CVE-2024-21215: 
Oracle WebLogic Server vulnerability analysis and mitigation

Vulnerability in the Oracle WebLogic Server product of Oracle Fusion Middleware (component: Core) affects versions 12.2.1.4.0 and 14.1.1.0.0. This easily exploitable vulnerability allows unauthenticated attackers with network access via HTTP to compromise Oracle WebLogic Server. The vulnerability was discovered by Haoran Zhao of Secsys Lab of Fudan University and has a CVSS 3.1 Base Score of 7.5 (Oracle CPU Oct 2024).

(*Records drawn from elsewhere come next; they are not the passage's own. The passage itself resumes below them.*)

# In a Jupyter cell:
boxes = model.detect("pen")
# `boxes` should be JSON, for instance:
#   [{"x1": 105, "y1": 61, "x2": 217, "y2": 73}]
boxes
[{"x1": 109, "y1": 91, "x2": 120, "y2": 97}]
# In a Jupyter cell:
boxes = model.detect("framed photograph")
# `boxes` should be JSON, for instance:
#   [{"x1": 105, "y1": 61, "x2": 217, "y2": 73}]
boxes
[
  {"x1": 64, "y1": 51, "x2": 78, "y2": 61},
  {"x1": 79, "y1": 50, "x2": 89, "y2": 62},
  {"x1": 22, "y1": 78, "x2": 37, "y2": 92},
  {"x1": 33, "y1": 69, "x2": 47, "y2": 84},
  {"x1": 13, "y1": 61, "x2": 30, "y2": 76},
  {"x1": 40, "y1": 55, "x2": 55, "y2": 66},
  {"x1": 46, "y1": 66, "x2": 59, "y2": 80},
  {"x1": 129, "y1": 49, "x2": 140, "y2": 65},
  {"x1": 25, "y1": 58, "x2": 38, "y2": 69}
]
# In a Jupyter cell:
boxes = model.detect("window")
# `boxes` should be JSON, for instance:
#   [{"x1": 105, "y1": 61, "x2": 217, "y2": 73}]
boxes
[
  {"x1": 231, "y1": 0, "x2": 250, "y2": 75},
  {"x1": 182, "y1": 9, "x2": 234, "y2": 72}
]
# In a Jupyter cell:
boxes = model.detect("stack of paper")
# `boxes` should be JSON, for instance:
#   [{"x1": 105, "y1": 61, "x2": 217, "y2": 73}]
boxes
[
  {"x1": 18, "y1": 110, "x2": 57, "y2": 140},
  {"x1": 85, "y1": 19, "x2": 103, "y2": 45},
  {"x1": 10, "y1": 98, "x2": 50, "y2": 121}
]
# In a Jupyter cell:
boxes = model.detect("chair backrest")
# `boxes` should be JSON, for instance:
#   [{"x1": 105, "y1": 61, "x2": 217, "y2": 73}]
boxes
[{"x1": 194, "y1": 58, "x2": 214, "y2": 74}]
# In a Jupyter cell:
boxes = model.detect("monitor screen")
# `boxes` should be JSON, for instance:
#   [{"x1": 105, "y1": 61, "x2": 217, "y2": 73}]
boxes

The vulnerability has been assigned a CVSS Vector of CVSS:3.1/AV:N/AC:L/PR:N/UI:N/S:U/C:N/I:N/A:H, indicating network-based attack vector, low attack complexity, no privileges required, and no user interaction needed. The scope is unchanged, with no impact on confidentiality or integrity, but high impact on availability. Successful exploitation can result in unauthorized ability to cause a hang or frequently repeatable crash (complete DOS) of Oracle WebLogic Server (NVD Database).

The primary impact of successful exploitation is the ability to cause a complete denial of service (DOS) of the Oracle WebLogic Server. This can result in system hangs or frequently repeatable crashes, potentially disrupting business operations and service availability (Oracle CPU Oct 2024).

Oracle has released patches for the affected versions (12.2.1.4.0 and 14.1.1.0.0) as part of the October 2024 Critical Patch Update. Organizations are strongly advised to apply these security patches without delay to protect against potential exploitation (Oracle CPU Oct 2024).